Today was the last day of Orientation. I can’t believe it’s already over. We started the day off with War Games — a game that involved the entire cohort. We first gathered as a faculty to prepare for battle, with a final pep talk from our Fac Comm members and our faces smeared with war paint, we were ready for war. The other faculties proved to be worthy opponents, as we tried our best to get the paper balls into the hoops that seemed ever so far away, just out reach of our throws. Exhausted but ready for more, we headed off for a break, catching our breath before the 2nd round began. To my surprise, when I came back from the restroom, it was revealed that the Guardian had tricked us all, in an interesting turn of events, and the Fac Heads of each faculty were now uniting to put up a fight against our common enemy — “Snap”. With my energy fully restored after the break, I charged toward the middle base with newspaper balls in hand. Strangely, the hoops now seemed much closer than before, and with the efforts of the entire batch, we quickly filled up all of the bases with newspaper balls, and vanquished the enemy.

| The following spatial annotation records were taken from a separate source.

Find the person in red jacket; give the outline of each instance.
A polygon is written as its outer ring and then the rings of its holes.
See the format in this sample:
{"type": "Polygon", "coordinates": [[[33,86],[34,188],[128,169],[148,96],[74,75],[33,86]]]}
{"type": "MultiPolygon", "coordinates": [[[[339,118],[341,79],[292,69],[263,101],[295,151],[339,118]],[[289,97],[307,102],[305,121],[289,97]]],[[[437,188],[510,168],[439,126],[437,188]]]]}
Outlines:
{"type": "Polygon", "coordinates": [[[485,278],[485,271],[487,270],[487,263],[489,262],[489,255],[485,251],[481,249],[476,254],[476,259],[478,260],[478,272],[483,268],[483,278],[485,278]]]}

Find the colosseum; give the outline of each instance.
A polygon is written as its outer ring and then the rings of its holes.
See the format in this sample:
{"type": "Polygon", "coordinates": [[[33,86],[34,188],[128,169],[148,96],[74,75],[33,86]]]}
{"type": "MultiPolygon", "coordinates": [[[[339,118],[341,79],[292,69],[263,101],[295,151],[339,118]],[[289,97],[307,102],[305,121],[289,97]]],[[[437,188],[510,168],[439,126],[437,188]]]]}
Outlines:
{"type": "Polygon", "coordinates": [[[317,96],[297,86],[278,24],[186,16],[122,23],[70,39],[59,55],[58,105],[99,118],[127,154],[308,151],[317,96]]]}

As the last newspaper ball was launched into the enemy base, marking the end of the game, the fallen “Guardian” announced her defeat, acknowledging our bond as a cohort that allowed us to defeat her so easily.
Buoyed by our victory, we headed into SODACHE challenge preparation with our spirits renewed. We poured our heart and soul into practice, and as we headed over to the judging venue, we were sure we could win it all. However, as the first few classes went up, we knew that they had put in just as much effort as we had, and getting into the shortlisted three would not be easy. Nevertheless, we gave it our all on stage, dancing to our hearts’ content and making the past few days of practice worth it.
Soon, all the classes were done with their performances and it was time to announce the results. We waited with bated breath as the first 2 classes were announced, praying that we would get to perform at the campfire that night. To our dismay, our best efforts were simply not enough. We did not break into the top 3, and while I was somewhat relieved that I would not have to embarrass myself further, a tinge of salt still sat on my tongue as I realised our efforts had gone to waste.
Nevertheless, we went for campfire with our spirits high, ready to enjoy ourselves for this last night of orientation. Sitting together with the rest of the faculty, we watched in awe as the other classes went up, having fun identifying the SODACHE element that they had included in their performance. The senior FacComms, as usual, failed to disappoint, as they moved synchronically like a well-oiled machine. As the performers from my faculty went up, I cheered with all my might, straining my vocal chords until the inevitable chant of 4 Facs 1 Hwach began.
Finally, it was time for the campfire to be lit. With bated breath, our batch beheld the blaze begin to burn, bellowing black smoke that only seemed to enhance its significance. Yet, we were immediately drawn to the back of the central plaza, where a second fire was being lit. As the fire slowly made its way up, it seemed to magically form the shape of a locket. But how? Unable to believe my eyes, I stared at it until the fire burnt out, the image forever seared into my heart.
That night, we cheered, sang and danced the night away, and I really began to regret not putting in more effort during SODACHE sessions. We fumbled to the best of our ability, tripping over ourselves and each other, chanting the familiar words “Up, Down, Present”, and the not so familiar “Front tap back tap???”. With our arms around each other’s shoulders, we mustered our best falsettos and sang our hearts out. Quickly losing our voices, we shouted and screamed each and every syllable of the cheers, making sure anyone within a 5km radius could feel our spirit.
As I walked through the turnstiles that night, I could not help but feel that I was leaving a part of myself behind. My life in Hwa Chong might just be beginning, but gone was the nervous student filled with trepidation and anxiety from 2 weeks ago. Tonight, I truly felt like I belonged.